Dieting has been rampant for many years, and bariatric surgeries have soared in number from 36,700 in 2000 to roughly 140,000 in 2004, according to Marketdata. Yet when Flegal and others examined the CDC’s most recent follow-up survey in search of obese senior citizens who had dropped into a lower weight category, they found that just 6 percent of nonobese, older adults had been obese a decade earlier.

Campos argues that for many people, dieting is not merely ineffective but downright counterproductive. A large study of nurses by Harvard Medical School doctors reported in 2004 that 39 percent of the women had dropped weight only to regain it; those women later grew to be eight pounds heavier on average than women who did not lose weight.

Weight-loss advocates point to two trials that in 2001 showed a 58 percent reduction in the incidence of type 2 diabetes among people at high risk who ate better and exercised more. Participants lost little weight: an average of 2.7 kilograms after two years in one trial, 5.6 kilograms after three years in the other.

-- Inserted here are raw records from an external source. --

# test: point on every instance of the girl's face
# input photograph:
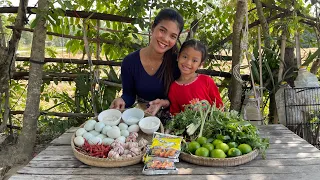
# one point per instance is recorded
(164, 36)
(189, 60)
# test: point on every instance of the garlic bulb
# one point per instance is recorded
(133, 134)
(126, 151)
(78, 141)
(116, 143)
(142, 142)
(131, 139)
(113, 154)
(118, 149)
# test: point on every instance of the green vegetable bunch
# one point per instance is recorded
(217, 124)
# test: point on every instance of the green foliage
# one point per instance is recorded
(219, 124)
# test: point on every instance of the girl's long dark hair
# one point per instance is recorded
(170, 56)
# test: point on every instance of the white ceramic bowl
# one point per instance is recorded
(110, 117)
(150, 124)
(132, 116)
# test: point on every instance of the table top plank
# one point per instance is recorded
(288, 157)
(258, 162)
(199, 170)
(66, 150)
(265, 176)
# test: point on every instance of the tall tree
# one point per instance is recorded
(23, 150)
(236, 86)
(26, 140)
(7, 58)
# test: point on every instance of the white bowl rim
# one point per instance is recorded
(150, 117)
(102, 114)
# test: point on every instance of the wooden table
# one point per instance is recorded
(289, 157)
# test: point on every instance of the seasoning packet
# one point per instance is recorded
(159, 163)
(161, 153)
(165, 145)
(151, 171)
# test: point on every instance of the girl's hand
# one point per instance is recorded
(118, 103)
(156, 105)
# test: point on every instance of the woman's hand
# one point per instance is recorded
(118, 103)
(156, 105)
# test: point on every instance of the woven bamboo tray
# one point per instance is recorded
(106, 162)
(222, 162)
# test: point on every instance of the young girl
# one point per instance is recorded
(191, 86)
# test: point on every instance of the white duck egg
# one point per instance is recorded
(99, 126)
(95, 140)
(87, 136)
(78, 141)
(80, 132)
(133, 128)
(106, 129)
(121, 139)
(90, 125)
(125, 133)
(107, 141)
(132, 120)
(123, 126)
(115, 127)
(102, 136)
(94, 132)
(114, 133)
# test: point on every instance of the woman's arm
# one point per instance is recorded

“People often say that these trials proved that weight loss prevents diabetes. They did no such thing,” comments Steven N. Blair, an obesity researcher who heads the Cooper Institute in Dallas. Because the trials had no comparison group that simply ate a balanced diet and exercised without losing weight, they cannot rule out the possibility that the small drop in subjects’ weights was simply a side effect. Indeed, one of the trial groups published a follow-up study in January 2005 that concluded that “at least 2.5 hours per week of walking for exercise during follow-up seemed to decrease the risk of diabetes by 63 to 69 percent, largely independent of dietary factors and BMI.”

“H. L. Mencken once said that for every complex problem there is a simple solution–and it’s wrong,” Blair muses. “We have got to stop shouting from the rooftops that obesity is bad for you and that fat people are evil and weak-willed and that the world would be lovely if we all lost weight. We need to take a much more comprehensive view. But I dont see much evidence that that is happening.”